I am experiencing a strange behavior of the dataloader when I import some custom modules at the beginning of my training script. After the custom scripts are loaded and when the training starts (or after few iterations) i encounter: "RuntimeError: DataLoader worker (pid 7326) is killed by signal: Floating point exception. " when the worker tries to get the new batch.
If I don’t import everything runs fine, if I set num workers = 0, the network trains but extremely slowly.
I have spent quite a lot of time trying to import my custom modules differently (at the beginning I was doing sys.append, but now I have changed everything to “import folder.subfolder.script_name”, which seems more correct. However this does not solve the problem.
It is very hard to debug for me, could you give me some hints? @ptrblck or @albanD ?
This is surprising indeed.
With 0 workers, does it goes through a full epoch without issues (even though it’s slow)? Could it be that one sample is problematic?
I’m afraid I don’t have a silver bullet idea to debug this.
What I would do is like an ablation study. Remove stuff in your Dataset code until it stops crashing. (you can make the training loop a no-op and just load sample and discard them to make this run faster). I would be curious to know what is the minimal change that cause this!
thanks so much for your fast response,
I did not try to run a full epoch with 0 workers, because it is really slow. I will try to identify exactly where this happens in the code, and I will try to run a full epoch with 0 workers.
I think the dataset is fine because this does not seem to happen when I remove my custom modules.
My best guess is that since my custom scripts involve loading a module for inference, and the module is loaded in the init method of a class, this somehow interfere with the training script. Even though the loaded modules are only used after the training is completed.
thanks again, I will come back to you!
I will also try to
@albanD, I finally found the issue!
I have used tensorboard for logging during training, I use this repository TensorFlowLog to export the logs. If I do a relative import of TensorFlowLog from the main.py everything is fine, however if I do a relative import of the same module from another file in another directory it creates problems. For another directory I mean a directory in the project but not a child directory of the main.py.

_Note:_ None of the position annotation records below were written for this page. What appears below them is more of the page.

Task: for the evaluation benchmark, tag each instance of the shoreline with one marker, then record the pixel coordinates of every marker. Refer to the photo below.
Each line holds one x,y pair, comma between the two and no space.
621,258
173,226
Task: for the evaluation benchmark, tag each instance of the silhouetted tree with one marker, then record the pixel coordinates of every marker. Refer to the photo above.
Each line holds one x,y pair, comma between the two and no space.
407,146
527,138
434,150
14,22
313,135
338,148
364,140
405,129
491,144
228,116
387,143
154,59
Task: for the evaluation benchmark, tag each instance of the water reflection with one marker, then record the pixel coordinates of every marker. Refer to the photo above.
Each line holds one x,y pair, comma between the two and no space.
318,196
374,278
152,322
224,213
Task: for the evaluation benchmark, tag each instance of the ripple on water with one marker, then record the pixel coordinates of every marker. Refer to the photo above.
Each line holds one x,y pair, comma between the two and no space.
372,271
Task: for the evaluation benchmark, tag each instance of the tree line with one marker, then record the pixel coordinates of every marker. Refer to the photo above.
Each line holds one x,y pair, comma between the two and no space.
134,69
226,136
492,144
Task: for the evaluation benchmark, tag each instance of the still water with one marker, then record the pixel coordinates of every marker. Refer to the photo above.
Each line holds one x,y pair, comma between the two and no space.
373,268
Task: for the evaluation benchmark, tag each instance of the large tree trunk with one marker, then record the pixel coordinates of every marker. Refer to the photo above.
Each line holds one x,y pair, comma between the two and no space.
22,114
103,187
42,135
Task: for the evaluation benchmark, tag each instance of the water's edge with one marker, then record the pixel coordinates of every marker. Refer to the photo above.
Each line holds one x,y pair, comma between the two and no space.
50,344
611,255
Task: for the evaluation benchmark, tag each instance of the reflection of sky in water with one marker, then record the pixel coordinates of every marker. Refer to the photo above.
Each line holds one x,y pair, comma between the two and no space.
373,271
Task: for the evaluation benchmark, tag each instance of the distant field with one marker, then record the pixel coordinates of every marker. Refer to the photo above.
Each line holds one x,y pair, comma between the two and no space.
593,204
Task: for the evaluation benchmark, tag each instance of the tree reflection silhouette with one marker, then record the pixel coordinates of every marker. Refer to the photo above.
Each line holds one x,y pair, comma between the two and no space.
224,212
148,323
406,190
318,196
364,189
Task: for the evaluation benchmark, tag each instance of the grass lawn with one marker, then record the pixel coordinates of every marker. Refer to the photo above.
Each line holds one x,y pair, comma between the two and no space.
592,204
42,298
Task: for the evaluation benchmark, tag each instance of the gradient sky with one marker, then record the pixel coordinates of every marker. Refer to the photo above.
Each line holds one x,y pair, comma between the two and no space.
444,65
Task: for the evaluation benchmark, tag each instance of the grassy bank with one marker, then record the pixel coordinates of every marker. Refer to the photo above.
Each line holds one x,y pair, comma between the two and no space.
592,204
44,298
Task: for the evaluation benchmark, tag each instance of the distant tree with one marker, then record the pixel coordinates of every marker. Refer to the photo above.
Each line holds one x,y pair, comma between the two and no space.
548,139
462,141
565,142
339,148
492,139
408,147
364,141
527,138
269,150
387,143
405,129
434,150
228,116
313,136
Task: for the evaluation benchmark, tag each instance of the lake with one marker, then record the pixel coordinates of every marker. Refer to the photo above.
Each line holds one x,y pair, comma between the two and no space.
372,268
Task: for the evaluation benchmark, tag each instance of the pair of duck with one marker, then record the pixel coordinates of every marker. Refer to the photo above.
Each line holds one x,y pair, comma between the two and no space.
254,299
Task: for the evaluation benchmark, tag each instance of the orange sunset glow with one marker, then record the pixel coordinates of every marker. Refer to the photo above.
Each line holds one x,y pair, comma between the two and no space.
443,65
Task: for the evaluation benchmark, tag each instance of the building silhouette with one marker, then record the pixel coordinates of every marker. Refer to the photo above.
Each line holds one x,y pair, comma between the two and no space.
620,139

Simply, absolute import of TensorFlowLog solved the issue!
EDIT: it actually did not solve the issue. I accidentally remove some lines during debugging. The issue is still present. My workaround is to import tensorboard.backend.everything at the very last part of the code, I really hate this solution but found nothing better.
This bug, I think, was hard to detect: 1 failing silently during the importing phase, 2 generating “floating point error” during training, which seems completely unrelated to the actual issue.
After little experience, I think that tensorboard is very buggy in my setup. I was thinking maybe It would be better to manually save logs by incrementally update a dataframe and save as it csv. I just need to to save some scalars.
What could be for you a simple and clean way to save training logs?(Loss, accuracy, validation…)
Thanks so much,
Nice catch. That indeed very far from anything I could have guessed haha
I don’t have experience with the latest logging solutions
If you only want to log numerical values though, you might want to check vanilla python options that might be more mature?